Cats: Symptoms symptoms requiring immediate veterinary care
If your cat is showing any of the symptoms listed here you should seek immediate veterinary advice.
You should not attempt to treat a cat showing these potentially serious symptoms yourself — contact a vet.
Open wounds and trauma
The most obvious symptoms that require visits to the animal hospital are open wounds, serious burns, and broken bones. If your cat has been hit by a car or in a fight with another animal, or been involved in any other kind of accident or trauma, unless the wounds are clearly minor you should seek emergency veterinary treatment as quickly as possible.
For minor wounds you may be able to provide some basic first aid yourself.
When your cat is non-responsive
If your cat does not respond to being touched something is wrong. Non-responsive behaviour is often the first obvious sign of loss of consciousness. It may be because of a foreign object, or a bone, stuck in the airway and impeding breathing, or the result of ingesting something toxic. Other signs of a change in consciousness are stumbling or staggering, confused behaviour and/or listlessness.
Gasping for breath
If your cat is struggling to breathe, gasping for air or his breathing becomes laboured it’s a sign of possible obstructions in the airway or of fluid in the lungs, and can lead to respiratory failure or cardiac arrest. Call the hospital immediately.
If your cat’s gums change colour
If your cat’s gums become white, pale, or have a blue or yellow tinge it’s a sign of serious health issues. Whitish or pale gums may suggest serious iron deficiency. Blue-tinged gums can indicate respiratory or cardiac problems. Yellow gums point to a severe liver disorder, or issues with the red blood cells. Any change from the normal colour of your cat’s gums is a sign she needs emergency treatment.

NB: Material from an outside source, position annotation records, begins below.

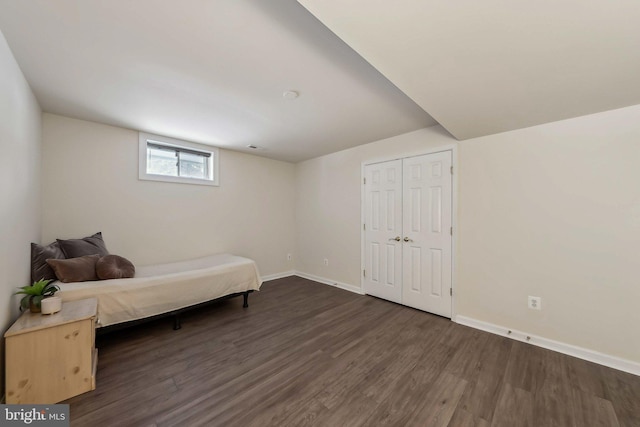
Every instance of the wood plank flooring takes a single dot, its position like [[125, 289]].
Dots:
[[304, 353]]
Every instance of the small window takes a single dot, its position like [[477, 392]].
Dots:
[[172, 160]]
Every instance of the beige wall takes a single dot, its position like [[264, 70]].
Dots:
[[554, 211], [550, 211], [20, 140], [92, 185], [328, 203]]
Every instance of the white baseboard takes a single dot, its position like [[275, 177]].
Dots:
[[571, 350], [324, 280], [278, 275]]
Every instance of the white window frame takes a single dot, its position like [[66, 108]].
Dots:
[[213, 152]]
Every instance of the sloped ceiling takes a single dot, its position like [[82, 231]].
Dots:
[[483, 67], [206, 71]]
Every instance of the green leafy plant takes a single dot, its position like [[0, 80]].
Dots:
[[33, 294]]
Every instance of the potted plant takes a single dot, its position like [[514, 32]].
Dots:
[[33, 294]]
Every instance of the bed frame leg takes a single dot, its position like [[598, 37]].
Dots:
[[245, 295], [176, 322]]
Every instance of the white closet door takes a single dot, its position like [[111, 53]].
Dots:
[[427, 256], [383, 233]]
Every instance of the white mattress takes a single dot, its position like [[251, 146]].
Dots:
[[162, 288]]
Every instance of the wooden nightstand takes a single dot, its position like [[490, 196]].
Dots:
[[52, 357]]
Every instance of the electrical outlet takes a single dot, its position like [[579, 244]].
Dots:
[[535, 303]]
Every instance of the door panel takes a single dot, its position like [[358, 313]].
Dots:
[[410, 199], [427, 219], [383, 222]]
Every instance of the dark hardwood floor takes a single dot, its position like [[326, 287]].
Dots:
[[304, 353]]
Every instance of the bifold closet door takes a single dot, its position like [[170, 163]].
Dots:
[[383, 223], [427, 257], [408, 216]]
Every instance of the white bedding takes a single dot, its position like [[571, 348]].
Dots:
[[163, 288]]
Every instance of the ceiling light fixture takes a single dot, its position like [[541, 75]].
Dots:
[[290, 94]]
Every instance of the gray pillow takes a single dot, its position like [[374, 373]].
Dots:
[[79, 269], [92, 245], [39, 256], [114, 267]]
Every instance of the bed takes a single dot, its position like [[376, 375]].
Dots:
[[167, 288]]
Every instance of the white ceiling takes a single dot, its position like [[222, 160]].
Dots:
[[206, 71], [483, 67]]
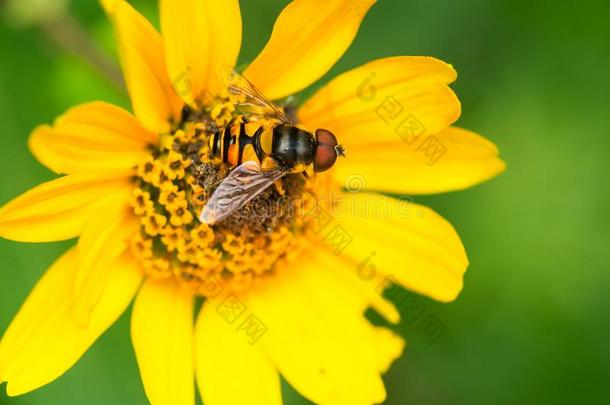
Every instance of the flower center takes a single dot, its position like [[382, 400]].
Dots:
[[173, 185]]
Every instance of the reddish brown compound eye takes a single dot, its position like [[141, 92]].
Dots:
[[326, 153]]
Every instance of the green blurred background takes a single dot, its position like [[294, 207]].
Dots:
[[533, 322]]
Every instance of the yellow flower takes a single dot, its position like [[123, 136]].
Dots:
[[285, 291]]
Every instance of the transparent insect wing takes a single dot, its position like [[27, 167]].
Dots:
[[243, 184], [254, 104]]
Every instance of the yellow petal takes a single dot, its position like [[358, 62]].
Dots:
[[153, 98], [58, 209], [308, 38], [43, 341], [109, 6], [453, 159], [162, 335], [202, 37], [92, 136], [385, 100], [406, 241], [225, 359], [104, 239], [318, 337], [368, 287]]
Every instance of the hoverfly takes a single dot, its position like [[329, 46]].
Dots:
[[265, 146]]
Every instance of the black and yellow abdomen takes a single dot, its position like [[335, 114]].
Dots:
[[238, 143], [286, 146]]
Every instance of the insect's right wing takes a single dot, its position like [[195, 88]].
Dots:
[[241, 185], [253, 104]]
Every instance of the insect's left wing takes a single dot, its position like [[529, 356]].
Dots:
[[253, 104], [241, 185]]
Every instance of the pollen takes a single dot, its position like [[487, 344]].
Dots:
[[173, 185]]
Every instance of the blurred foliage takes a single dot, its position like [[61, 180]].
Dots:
[[533, 322]]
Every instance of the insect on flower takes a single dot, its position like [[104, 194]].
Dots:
[[275, 257], [269, 150]]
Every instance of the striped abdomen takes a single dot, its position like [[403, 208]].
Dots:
[[238, 143]]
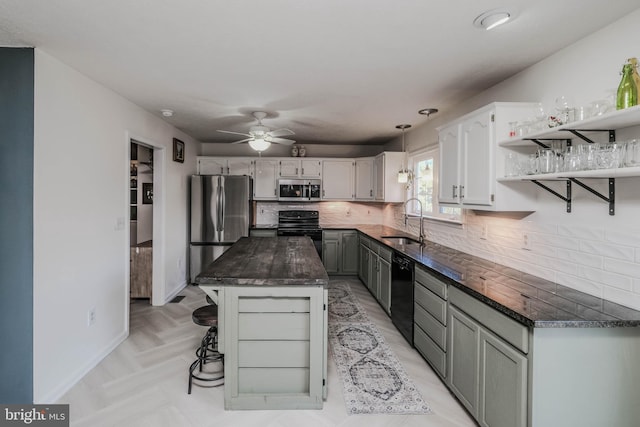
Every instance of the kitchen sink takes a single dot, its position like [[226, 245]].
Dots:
[[402, 240]]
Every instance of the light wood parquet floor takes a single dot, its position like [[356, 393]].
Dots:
[[143, 382]]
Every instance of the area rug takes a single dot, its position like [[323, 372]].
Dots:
[[374, 381]]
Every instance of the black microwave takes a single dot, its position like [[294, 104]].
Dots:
[[299, 190]]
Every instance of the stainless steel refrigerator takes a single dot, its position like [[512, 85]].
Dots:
[[220, 215]]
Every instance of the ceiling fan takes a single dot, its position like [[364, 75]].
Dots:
[[260, 137]]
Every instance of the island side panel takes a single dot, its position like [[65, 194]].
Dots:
[[269, 320], [587, 377]]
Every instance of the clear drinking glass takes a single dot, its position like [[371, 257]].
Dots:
[[546, 160], [632, 153], [572, 158]]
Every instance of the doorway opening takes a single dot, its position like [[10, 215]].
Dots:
[[141, 175]]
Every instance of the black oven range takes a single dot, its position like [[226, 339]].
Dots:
[[301, 223]]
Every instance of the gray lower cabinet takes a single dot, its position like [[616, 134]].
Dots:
[[430, 320], [349, 258], [340, 251], [363, 259], [375, 271], [487, 372], [503, 383], [464, 345]]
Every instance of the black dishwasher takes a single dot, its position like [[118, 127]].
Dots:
[[402, 294]]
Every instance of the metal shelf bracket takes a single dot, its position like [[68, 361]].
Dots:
[[555, 193], [577, 132], [612, 193]]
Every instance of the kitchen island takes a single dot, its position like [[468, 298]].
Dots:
[[272, 322]]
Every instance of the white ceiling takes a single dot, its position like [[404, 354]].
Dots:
[[333, 71]]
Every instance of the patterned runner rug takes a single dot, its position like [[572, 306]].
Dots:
[[374, 381]]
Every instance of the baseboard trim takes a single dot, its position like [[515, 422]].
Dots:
[[54, 395]]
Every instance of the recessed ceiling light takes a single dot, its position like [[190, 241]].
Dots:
[[492, 19]]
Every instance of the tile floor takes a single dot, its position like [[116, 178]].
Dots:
[[143, 382]]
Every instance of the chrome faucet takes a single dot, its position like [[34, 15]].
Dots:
[[406, 217]]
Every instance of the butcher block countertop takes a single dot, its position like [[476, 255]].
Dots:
[[528, 299], [267, 261]]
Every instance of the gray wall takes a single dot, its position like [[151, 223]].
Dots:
[[16, 225]]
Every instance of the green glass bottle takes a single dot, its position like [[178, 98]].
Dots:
[[627, 91], [634, 74]]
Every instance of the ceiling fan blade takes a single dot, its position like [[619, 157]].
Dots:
[[242, 140], [234, 133], [281, 141], [281, 132]]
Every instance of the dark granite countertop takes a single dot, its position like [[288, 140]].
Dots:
[[531, 300], [267, 261]]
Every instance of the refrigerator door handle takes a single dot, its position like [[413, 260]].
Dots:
[[222, 199], [219, 212]]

Screeching or hiding indicates distress
If your cat begins to make a lot of unusual and incessant noise, particularly loud yowling, he is probably in acute pain or severe distress. Loud complaints may also be accompanied by a tendency to hide. This kind of unusual behaviour can indicate a life threatening bladder obstruction, amongst other things. if a cat sounds like he is in pain or distress, he probably is. Treat unusual levels of noise as an emergency.

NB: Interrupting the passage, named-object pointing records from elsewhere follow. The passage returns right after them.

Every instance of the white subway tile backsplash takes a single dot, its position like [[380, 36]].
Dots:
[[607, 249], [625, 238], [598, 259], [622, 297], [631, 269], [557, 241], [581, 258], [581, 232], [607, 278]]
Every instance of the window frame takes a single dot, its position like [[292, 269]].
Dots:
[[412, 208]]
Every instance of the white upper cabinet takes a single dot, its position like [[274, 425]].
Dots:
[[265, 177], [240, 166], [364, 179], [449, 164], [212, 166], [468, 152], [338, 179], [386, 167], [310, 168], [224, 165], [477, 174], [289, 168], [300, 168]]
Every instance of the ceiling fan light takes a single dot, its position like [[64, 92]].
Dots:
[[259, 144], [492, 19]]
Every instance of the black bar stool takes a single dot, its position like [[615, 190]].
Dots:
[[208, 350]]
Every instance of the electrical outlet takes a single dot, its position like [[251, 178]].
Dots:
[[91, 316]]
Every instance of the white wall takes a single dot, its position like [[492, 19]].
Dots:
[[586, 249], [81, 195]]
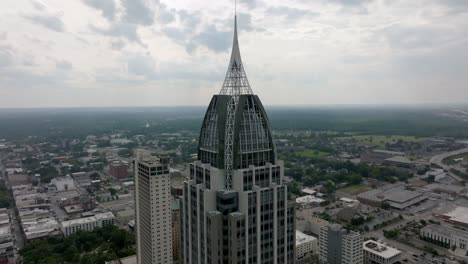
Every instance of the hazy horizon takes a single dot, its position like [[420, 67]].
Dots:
[[127, 53]]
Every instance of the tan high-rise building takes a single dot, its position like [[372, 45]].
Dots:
[[153, 210], [234, 206], [176, 242]]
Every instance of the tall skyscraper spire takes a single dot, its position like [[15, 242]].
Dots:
[[236, 82], [235, 207]]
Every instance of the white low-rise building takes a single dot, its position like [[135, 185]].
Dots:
[[445, 236], [63, 183], [308, 201], [88, 223], [378, 253], [305, 245]]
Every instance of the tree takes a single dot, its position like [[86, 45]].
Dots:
[[95, 176], [112, 191], [329, 186], [385, 206]]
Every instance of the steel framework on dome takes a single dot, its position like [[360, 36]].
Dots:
[[235, 84]]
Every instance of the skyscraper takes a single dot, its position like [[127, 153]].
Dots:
[[340, 246], [234, 207], [153, 209]]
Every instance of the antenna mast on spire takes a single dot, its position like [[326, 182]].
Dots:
[[235, 7]]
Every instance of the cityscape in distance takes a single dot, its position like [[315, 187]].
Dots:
[[337, 133]]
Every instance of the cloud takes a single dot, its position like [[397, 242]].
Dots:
[[107, 7], [244, 22], [165, 16], [120, 29], [139, 12], [249, 3], [289, 13], [38, 5], [215, 40], [141, 65], [52, 22], [117, 44], [64, 65], [6, 56]]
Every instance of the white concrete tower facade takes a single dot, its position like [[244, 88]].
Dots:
[[153, 210], [234, 207]]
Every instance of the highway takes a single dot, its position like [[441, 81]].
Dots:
[[439, 158]]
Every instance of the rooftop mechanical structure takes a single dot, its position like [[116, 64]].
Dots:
[[235, 132], [234, 206]]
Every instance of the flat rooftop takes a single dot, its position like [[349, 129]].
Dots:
[[459, 214], [380, 249], [127, 260], [308, 199], [302, 238], [89, 219]]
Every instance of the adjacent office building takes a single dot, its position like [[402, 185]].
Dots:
[[87, 223], [340, 246], [305, 245], [153, 209], [378, 253], [234, 206]]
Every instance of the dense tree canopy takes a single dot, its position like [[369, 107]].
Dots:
[[95, 247]]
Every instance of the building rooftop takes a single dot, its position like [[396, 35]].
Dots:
[[444, 230], [126, 260], [90, 219], [388, 152], [459, 214], [380, 249], [400, 159], [308, 199], [302, 238]]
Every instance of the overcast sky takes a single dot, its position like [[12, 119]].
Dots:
[[175, 52]]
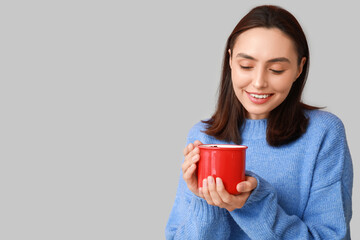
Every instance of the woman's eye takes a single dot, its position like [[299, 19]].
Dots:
[[246, 67]]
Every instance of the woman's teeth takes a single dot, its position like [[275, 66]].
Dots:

Continual vomiting is not normal
Cats vomit occasionally. It’s normal, for the most part. However, continual vomiting on a daily basis, even when you know the cat’s stomach is empty, indicates illness and can be a sign of serious intestinal obstruction or of ingestion of poison. If your cat is unable to keep even water down something is wrong, and he is at serious risk of rapid dehydration.
May be signs of poisoning
Excessive drooling is not normal and can indicate anything from ingesting things like household cleansers or eating poisonous plants to a burn on the mouth or tongue. It can also be a sign of systemic illness or a mouth tumour, which may not be visible.
Persistent diarrhoea can be serious
Diarrhoea is not necessarily an emergency but diarrhoea that continues for more than a few hours or at most a day or so, especially in kittens, can be a sign of a serious underlying condition, or poison ingestion. Constant diarrhoea can cause rapid physical deterioration and dehydration.